Chine Labbé, European editor of NewsGuard

to franceinfo

Faced with the scale of the “infodemic” which is shaking the planet and has pushed the UN to sound the alarm (article in English), citizens have decided to shake up brands on social networks. This is the case of Sleeping Giants, an organization founded in the United States and present in France, which calls on companies to cut advertising funding for conservative, racist, xenophobic and homophobic media. A campaign that is bearing fruit, so much so that the weekly Current values announced to file a complaint against the organization last June, after the withdrawal of several advertisers.

For the collective, it is the platforms that would bear the most responsibility for this funding, and in particular Google, whose 80% of income comes from online advertising, reports the American channel CNBC. (in English). “Google doesn’t differentiate between a CNN site and a bad site. They agree to monetize all kinds of disinformation sites.”, accuses the co-founder of Sleeping Giants, Nandini Jammi, in “Further investigation”. Google, however, has specific rules that prevent the monetization of websites expressing, for example, a “anti-vaccine activism”. Asked by the magazine’s journalists, the American giant was unable to provide an answer.

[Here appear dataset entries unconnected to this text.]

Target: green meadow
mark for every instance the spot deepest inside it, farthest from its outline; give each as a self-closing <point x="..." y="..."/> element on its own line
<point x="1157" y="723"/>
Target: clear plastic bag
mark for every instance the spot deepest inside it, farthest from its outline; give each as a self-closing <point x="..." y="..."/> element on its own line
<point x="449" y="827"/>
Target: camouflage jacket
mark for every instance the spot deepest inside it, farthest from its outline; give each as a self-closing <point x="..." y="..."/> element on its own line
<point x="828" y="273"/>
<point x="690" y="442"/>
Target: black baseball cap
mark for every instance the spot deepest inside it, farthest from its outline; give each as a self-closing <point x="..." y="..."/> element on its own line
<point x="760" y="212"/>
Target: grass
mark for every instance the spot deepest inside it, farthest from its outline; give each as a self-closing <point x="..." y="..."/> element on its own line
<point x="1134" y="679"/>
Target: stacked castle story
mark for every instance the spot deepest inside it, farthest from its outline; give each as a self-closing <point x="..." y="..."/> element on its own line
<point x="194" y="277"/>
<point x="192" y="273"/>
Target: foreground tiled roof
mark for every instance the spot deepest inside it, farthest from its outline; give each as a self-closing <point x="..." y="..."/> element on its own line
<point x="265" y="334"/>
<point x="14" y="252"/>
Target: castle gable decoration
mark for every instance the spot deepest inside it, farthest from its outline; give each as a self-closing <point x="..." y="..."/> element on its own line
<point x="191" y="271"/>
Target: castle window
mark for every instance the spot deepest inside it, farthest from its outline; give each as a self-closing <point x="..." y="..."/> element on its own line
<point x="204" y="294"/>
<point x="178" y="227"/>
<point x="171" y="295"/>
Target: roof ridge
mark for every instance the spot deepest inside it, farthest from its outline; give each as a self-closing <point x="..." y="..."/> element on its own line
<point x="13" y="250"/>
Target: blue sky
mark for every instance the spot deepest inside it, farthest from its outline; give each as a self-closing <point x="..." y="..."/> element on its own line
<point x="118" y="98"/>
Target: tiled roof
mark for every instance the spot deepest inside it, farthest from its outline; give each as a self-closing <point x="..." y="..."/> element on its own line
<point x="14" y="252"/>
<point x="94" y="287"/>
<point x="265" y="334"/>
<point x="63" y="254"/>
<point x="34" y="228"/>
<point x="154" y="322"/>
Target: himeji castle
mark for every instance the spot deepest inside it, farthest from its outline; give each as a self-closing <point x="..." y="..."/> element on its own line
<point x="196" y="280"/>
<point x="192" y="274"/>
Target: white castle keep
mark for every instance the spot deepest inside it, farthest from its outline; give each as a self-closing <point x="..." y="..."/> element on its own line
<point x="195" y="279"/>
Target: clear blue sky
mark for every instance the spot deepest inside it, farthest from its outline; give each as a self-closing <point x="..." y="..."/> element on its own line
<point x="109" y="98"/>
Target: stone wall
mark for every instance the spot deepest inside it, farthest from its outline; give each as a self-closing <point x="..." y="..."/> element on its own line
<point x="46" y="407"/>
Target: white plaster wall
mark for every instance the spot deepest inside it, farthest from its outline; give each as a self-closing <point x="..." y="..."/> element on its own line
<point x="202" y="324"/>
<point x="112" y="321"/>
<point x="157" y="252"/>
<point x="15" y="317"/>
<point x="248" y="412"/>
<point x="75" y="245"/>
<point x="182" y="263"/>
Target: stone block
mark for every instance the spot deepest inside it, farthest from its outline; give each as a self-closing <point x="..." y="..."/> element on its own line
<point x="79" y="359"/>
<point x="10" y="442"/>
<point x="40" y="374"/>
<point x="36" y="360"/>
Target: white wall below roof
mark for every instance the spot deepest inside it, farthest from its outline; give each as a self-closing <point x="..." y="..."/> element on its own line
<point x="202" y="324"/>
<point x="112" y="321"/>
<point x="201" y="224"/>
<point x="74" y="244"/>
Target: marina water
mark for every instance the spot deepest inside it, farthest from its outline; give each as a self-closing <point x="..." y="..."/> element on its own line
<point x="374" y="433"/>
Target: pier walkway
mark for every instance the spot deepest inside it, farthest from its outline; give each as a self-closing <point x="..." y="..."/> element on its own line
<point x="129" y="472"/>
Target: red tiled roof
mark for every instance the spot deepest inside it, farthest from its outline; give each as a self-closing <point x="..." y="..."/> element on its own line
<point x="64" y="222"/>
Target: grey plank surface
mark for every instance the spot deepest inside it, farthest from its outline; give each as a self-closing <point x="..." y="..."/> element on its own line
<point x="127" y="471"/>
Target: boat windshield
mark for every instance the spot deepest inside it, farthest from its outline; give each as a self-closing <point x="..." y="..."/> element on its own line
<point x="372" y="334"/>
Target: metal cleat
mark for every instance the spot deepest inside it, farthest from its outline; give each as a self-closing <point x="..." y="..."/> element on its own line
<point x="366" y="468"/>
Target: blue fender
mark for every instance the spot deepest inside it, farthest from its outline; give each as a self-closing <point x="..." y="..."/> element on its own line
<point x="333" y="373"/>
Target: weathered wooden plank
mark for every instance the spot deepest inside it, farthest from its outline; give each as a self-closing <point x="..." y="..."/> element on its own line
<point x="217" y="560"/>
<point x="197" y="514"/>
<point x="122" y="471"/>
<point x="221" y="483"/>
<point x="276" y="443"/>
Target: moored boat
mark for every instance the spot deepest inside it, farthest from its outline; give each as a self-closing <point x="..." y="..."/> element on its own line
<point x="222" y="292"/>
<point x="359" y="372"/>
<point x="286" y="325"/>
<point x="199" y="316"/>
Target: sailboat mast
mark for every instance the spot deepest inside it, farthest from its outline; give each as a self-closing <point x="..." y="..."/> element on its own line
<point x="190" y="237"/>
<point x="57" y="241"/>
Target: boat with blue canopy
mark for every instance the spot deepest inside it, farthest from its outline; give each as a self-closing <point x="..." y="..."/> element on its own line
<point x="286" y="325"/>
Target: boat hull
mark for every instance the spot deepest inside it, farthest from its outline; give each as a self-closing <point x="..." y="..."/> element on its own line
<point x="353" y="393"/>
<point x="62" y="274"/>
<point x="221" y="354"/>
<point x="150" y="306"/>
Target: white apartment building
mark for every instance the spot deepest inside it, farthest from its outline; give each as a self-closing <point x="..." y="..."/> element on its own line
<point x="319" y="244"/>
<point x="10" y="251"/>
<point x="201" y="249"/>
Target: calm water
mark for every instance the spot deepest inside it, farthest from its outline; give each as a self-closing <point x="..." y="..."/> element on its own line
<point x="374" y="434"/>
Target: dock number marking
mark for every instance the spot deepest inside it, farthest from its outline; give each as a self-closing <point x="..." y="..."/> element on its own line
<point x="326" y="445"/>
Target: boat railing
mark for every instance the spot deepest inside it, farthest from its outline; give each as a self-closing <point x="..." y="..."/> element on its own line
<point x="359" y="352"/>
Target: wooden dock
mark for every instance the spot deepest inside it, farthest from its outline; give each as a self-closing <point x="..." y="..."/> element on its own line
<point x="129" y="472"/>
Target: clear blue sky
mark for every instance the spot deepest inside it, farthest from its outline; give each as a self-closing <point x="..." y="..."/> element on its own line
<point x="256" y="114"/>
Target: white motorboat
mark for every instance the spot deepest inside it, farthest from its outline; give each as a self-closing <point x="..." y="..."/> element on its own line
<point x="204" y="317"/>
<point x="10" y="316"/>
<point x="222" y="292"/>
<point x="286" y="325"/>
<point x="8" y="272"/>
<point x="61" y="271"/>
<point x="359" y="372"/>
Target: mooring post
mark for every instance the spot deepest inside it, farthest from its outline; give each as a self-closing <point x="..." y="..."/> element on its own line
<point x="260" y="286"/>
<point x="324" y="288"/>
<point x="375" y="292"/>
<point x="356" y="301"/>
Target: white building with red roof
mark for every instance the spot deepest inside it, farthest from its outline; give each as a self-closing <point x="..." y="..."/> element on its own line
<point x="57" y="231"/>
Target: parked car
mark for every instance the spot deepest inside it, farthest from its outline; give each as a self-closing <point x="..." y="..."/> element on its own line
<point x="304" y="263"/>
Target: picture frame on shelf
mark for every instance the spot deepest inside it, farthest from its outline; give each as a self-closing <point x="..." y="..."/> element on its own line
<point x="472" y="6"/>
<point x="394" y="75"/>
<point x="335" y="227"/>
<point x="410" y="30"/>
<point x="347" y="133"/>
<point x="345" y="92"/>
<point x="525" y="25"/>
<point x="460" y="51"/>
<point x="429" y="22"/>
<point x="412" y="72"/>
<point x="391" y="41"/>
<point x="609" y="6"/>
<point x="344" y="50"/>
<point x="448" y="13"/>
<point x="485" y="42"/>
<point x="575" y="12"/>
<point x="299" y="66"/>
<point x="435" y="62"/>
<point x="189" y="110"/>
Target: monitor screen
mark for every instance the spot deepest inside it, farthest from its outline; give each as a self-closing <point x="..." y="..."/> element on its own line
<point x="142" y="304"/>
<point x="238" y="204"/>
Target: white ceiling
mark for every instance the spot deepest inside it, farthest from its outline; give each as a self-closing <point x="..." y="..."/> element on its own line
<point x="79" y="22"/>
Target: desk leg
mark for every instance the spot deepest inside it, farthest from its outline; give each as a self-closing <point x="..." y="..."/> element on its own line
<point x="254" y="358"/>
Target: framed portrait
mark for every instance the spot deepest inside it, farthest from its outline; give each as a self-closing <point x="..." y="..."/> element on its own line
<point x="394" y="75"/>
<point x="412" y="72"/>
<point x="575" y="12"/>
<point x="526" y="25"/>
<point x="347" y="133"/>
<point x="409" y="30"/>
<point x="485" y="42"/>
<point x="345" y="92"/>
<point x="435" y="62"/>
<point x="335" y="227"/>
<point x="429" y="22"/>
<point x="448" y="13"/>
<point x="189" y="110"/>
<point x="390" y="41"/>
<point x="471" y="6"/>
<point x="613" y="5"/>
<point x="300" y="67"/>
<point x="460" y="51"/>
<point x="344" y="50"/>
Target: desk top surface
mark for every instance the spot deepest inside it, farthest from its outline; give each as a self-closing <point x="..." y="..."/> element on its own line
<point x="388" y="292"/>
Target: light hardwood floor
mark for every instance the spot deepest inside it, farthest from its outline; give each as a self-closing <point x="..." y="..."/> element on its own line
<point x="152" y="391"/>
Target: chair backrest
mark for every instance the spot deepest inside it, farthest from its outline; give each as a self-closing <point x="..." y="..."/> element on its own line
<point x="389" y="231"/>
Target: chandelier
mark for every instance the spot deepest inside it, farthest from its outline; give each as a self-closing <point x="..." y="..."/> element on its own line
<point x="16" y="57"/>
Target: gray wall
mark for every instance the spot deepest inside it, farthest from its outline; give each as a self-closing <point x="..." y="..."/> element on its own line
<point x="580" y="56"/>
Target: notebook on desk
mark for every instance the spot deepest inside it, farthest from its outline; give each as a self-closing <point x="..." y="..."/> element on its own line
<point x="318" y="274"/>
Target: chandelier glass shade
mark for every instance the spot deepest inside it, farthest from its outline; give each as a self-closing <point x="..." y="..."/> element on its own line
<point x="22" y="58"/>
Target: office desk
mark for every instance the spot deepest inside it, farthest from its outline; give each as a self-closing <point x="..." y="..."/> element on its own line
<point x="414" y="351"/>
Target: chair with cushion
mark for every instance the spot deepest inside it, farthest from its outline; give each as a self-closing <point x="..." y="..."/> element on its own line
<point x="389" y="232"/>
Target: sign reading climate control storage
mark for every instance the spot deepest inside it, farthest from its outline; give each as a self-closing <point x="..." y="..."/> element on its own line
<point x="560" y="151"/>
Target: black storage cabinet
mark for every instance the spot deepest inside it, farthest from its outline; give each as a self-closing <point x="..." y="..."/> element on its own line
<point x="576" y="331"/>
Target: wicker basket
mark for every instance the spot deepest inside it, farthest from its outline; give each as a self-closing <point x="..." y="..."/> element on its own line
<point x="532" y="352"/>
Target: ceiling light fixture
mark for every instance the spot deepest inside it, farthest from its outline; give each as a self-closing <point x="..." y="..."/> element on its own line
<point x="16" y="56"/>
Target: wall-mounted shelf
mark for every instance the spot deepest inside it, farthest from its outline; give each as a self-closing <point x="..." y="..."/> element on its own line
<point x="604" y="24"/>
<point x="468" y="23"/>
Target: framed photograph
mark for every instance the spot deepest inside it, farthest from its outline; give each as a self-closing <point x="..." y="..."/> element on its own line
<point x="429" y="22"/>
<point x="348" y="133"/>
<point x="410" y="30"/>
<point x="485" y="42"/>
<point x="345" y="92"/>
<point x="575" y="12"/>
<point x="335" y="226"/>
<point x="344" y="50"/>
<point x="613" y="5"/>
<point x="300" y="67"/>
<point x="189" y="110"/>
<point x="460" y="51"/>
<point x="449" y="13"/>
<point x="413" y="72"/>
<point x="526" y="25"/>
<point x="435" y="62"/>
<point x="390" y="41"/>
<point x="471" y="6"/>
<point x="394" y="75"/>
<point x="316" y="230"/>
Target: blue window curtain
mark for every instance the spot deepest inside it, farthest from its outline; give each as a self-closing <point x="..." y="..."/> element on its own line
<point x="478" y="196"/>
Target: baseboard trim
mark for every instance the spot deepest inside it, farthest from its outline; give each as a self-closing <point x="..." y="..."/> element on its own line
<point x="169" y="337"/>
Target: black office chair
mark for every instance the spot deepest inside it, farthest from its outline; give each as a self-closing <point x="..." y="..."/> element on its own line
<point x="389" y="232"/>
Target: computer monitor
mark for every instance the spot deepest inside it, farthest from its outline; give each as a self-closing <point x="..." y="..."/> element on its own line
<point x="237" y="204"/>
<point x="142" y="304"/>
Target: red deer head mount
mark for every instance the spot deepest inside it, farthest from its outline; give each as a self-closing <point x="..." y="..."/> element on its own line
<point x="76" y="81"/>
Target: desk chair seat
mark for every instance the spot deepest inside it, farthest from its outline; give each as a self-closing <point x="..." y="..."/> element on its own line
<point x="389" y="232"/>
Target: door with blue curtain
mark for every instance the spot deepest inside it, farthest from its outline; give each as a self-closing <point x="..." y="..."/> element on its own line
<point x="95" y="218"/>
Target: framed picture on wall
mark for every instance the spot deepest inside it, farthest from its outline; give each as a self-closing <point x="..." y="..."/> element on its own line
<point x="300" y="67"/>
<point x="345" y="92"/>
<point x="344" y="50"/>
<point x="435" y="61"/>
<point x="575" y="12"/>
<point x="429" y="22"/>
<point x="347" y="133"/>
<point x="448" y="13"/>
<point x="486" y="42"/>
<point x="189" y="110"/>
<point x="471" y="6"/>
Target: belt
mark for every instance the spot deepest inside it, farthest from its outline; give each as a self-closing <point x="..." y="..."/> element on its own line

The dossier is of interest to the European Commission. “Disinformation cannot remain a source of income”, thundered Thierry Breton, Commissioner for the Internal Market, presenting the new orientations of the institution against the dissemination of false news. “We need to strengthen the engagement of online platforms, the entire advertising ecosystem, and fact-checker networks.” It could soon be expensive for platforms like Google: the draft “Digital Services Act” proposed by the Commission, which includes new provisions against disinformation, envisages fines of up to 6% of their annual income (in English).